Abstract

To describe, in detail, the relevant anatomy and surgical approach to access the paracondylar process (PCP) and report its application in a clinical case of headshaking. A seven-year-old, mixed breed mare. Experimental study/case report. A seven-year-old mixed breed mare was presented for investigation of acute onset progressing violent headshaking, resulting in the horse falling on multiple occasions. The horse was highly reactive to palpation over the right PCP. Standing computed tomographic (CT) investigation and ultrasonographic examination of the head detected a fracture of the right PCP. Five equine heads of mixed breeds and sizes were dissected to demonstrate the relevant anatomy surrounding the PCP with regard to surgical access. A modified hyovertebrotomy approach was used to remove the fracture fragment under general anesthesia.

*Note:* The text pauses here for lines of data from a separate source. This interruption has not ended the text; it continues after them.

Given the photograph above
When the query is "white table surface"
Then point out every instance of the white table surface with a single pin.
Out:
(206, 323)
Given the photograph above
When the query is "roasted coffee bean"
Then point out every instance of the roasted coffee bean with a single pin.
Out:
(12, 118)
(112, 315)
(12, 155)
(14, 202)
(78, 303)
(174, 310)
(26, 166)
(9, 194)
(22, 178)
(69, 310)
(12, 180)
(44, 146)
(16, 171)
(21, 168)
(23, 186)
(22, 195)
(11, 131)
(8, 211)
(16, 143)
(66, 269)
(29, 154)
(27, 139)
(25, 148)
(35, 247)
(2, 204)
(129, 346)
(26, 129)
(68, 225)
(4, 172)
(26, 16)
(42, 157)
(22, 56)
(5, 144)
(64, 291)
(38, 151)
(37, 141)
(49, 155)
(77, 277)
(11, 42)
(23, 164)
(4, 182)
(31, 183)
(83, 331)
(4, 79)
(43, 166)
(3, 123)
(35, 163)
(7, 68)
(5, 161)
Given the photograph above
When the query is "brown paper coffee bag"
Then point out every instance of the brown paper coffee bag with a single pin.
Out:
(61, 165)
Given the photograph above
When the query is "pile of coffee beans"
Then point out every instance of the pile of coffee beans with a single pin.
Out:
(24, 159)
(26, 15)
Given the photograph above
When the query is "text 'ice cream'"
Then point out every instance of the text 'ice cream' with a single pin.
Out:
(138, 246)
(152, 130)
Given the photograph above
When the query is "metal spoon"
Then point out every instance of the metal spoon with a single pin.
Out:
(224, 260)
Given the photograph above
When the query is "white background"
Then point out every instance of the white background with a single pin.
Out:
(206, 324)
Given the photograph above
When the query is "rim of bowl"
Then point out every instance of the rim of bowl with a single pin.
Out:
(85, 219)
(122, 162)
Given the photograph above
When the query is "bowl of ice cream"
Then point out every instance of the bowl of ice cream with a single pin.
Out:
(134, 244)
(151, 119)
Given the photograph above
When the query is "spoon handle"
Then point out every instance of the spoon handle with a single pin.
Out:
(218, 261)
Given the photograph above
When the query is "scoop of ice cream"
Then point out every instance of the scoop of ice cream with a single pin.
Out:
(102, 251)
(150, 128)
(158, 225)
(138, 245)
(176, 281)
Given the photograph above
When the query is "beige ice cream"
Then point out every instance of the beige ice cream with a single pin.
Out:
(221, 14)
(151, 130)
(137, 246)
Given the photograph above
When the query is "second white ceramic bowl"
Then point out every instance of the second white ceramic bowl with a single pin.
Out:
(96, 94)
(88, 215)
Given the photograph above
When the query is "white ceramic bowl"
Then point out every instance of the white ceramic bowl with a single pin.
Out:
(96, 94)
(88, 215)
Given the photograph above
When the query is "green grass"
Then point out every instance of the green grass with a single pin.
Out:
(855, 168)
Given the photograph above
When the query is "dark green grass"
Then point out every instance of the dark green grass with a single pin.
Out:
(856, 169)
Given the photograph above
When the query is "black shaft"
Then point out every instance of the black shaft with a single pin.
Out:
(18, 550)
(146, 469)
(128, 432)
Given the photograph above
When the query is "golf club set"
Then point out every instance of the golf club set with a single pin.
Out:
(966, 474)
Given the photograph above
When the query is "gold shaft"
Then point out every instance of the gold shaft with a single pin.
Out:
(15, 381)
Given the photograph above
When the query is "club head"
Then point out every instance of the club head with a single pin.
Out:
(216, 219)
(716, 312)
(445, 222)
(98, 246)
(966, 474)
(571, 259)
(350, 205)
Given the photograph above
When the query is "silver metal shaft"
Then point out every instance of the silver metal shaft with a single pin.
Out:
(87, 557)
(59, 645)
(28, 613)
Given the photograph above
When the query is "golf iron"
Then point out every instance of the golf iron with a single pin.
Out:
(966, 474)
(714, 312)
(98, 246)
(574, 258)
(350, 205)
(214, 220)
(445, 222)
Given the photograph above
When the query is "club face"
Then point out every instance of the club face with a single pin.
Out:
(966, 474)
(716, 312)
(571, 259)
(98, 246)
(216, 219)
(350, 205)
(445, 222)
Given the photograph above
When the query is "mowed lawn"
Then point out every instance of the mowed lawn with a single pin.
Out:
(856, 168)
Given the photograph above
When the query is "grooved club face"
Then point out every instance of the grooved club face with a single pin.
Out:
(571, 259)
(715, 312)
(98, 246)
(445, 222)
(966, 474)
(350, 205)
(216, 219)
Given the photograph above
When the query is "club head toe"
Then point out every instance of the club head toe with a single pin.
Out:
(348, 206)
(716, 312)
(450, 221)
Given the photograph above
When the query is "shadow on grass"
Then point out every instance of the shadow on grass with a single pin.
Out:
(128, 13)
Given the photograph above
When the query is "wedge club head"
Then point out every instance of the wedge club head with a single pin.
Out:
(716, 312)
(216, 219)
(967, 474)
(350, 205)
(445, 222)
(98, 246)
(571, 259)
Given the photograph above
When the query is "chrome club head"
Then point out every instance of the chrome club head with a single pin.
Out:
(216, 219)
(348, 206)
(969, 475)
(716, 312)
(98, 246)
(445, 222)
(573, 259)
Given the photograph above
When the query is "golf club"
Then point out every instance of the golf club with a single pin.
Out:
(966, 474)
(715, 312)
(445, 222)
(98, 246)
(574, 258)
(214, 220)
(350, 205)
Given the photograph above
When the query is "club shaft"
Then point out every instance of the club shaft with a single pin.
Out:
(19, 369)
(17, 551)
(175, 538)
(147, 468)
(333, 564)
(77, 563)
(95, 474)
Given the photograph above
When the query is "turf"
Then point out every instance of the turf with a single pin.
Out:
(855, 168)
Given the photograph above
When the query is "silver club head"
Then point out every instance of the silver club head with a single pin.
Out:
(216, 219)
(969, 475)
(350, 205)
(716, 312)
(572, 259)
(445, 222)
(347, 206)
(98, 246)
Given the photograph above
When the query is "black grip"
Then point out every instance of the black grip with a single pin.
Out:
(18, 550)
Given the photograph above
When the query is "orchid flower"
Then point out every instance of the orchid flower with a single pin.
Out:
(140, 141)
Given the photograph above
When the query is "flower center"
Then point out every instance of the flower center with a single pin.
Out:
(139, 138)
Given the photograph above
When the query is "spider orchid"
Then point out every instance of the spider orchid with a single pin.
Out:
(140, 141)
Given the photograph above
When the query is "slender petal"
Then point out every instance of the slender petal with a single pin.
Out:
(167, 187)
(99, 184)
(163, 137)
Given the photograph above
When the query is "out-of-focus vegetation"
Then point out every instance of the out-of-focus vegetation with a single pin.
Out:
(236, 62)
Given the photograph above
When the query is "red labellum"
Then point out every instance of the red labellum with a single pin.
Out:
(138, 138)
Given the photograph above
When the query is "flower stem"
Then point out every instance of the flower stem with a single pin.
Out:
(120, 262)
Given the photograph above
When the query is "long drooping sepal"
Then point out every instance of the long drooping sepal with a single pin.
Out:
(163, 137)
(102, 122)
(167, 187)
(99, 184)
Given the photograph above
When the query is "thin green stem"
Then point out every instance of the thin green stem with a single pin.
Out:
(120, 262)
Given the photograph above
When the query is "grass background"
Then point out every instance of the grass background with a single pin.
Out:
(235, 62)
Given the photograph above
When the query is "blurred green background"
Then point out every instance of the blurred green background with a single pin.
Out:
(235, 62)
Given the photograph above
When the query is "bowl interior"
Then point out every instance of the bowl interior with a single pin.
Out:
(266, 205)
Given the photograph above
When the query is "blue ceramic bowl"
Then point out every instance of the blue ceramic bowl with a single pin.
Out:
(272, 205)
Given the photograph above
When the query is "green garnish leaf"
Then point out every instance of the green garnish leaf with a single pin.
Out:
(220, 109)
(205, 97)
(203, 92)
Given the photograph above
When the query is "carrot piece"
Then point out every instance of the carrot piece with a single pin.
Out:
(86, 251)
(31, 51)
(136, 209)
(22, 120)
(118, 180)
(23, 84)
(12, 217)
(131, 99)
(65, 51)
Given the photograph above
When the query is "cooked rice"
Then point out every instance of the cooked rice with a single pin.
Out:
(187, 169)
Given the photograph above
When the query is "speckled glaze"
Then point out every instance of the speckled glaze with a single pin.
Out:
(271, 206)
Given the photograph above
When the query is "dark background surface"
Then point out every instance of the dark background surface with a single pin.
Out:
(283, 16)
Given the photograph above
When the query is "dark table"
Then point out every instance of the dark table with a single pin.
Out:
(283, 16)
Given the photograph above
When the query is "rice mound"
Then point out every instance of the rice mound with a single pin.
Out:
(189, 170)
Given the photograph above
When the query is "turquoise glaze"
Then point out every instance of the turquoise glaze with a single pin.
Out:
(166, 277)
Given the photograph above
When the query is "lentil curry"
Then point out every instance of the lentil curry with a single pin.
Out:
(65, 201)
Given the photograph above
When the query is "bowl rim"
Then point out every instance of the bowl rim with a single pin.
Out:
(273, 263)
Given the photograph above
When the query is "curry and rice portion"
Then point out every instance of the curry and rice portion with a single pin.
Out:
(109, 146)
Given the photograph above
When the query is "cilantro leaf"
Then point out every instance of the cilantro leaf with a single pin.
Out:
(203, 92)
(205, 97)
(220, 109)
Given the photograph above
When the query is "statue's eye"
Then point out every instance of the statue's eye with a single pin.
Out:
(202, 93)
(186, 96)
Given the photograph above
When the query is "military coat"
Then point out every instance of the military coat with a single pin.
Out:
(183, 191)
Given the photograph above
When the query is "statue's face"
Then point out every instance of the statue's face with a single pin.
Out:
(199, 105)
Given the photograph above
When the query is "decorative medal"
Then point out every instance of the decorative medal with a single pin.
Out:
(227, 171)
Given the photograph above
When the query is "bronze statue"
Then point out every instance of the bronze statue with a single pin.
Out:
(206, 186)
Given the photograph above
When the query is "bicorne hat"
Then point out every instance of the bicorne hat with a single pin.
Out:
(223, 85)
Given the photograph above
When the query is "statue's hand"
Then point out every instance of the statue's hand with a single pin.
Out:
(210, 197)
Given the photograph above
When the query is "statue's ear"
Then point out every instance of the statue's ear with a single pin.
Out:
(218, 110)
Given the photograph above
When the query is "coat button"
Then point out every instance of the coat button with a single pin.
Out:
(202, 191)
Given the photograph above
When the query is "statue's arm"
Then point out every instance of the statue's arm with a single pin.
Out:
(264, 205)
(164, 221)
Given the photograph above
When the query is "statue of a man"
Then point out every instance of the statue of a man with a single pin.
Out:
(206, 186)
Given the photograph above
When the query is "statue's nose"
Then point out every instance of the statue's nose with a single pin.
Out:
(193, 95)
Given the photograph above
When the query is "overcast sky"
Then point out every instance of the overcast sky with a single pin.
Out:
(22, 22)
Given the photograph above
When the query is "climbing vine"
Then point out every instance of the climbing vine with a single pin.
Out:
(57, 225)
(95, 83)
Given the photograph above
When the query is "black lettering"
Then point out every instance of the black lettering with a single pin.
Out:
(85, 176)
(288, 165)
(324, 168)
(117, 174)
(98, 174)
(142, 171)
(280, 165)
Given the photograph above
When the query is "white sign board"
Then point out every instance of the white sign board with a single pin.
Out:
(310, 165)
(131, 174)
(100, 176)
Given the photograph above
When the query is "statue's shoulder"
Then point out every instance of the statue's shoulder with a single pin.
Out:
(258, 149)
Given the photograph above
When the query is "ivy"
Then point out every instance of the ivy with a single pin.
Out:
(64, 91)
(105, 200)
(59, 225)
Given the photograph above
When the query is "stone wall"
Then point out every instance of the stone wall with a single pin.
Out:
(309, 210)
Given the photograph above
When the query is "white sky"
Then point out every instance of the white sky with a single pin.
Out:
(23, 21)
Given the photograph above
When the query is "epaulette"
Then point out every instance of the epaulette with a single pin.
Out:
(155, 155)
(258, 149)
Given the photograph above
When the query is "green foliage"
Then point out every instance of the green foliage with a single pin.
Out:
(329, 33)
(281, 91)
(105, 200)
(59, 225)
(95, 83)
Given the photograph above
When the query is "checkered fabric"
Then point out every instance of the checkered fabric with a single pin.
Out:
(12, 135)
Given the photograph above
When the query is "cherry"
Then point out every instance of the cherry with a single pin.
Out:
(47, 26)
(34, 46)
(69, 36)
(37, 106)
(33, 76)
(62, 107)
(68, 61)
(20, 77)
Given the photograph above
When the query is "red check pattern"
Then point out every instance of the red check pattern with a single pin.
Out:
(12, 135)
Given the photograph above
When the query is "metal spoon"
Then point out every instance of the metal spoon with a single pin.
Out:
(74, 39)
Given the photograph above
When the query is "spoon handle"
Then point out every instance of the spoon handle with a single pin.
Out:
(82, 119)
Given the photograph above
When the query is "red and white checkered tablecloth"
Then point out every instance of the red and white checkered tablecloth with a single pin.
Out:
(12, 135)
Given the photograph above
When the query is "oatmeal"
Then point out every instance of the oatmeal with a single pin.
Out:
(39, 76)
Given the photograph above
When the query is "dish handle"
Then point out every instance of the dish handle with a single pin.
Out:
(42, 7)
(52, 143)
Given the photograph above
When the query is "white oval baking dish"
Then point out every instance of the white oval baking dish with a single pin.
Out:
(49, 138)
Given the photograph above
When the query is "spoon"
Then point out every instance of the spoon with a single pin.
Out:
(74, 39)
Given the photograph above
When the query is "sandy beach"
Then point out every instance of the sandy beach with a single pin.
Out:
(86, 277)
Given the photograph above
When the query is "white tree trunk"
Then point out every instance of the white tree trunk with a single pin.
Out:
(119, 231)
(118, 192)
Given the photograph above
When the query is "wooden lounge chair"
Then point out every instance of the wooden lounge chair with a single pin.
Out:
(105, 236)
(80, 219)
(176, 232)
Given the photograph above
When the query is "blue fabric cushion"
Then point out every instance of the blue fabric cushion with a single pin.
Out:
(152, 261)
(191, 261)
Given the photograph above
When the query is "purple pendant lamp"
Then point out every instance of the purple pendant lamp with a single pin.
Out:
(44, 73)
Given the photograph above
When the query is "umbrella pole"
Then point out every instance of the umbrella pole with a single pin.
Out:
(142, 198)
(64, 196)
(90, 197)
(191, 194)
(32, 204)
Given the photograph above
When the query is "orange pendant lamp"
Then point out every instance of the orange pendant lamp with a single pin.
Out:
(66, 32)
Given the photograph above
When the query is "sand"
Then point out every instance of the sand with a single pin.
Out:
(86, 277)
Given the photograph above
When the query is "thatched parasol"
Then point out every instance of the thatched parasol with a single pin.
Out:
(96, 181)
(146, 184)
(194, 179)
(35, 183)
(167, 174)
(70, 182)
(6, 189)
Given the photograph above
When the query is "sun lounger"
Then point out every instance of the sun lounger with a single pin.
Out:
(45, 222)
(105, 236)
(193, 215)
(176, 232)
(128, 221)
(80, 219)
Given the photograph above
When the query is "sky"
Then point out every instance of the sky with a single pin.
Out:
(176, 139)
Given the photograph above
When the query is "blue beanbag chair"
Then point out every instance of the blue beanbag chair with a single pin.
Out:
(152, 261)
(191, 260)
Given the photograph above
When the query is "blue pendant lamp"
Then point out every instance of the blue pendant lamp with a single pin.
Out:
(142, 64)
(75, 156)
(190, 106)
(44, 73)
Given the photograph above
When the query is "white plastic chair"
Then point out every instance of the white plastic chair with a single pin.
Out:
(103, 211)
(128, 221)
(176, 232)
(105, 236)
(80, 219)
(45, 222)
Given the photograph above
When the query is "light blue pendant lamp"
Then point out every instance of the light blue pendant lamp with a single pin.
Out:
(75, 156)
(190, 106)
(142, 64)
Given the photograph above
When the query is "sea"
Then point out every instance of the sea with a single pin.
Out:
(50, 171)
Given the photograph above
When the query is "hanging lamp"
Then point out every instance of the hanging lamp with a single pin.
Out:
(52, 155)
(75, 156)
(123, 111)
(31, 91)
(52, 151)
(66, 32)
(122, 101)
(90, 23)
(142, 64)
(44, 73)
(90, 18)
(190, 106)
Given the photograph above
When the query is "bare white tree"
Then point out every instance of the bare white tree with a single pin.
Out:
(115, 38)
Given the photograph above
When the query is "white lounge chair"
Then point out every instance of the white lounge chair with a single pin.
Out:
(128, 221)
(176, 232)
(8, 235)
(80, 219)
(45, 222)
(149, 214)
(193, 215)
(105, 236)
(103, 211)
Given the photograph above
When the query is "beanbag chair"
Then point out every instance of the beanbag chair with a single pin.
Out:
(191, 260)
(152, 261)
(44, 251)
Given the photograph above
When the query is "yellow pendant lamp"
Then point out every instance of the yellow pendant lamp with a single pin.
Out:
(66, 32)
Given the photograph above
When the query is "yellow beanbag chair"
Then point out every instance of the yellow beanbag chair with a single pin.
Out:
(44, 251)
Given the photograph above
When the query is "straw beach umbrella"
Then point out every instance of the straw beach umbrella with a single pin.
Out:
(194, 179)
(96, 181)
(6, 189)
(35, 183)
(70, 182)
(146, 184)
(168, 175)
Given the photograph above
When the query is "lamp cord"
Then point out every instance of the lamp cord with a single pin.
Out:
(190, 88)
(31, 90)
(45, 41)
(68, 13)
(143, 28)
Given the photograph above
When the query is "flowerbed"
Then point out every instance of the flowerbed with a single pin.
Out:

The anatomy surrounding the PCP was described. The fragment was successfully removed resulting in gradual resolution of clinical signs. The horse recovered well postoperatively and was back into light levels of work with no signs of headshaking present two and a half years following surgery. The caudal meningeal artery and vein as well as the glossopharyngeal and hypoglossal nerves are adjacent to the PCP and must be avoided during dissections. The modified hyovertebrotomy approach allows safe surgical access to the PCP. Surgical excision of a PCP fragment can result in complete resolution of clinical signs of headshaking. Computed tomography and ultrasonography are valuable diagnostic tools to identify a fracture of the PCP.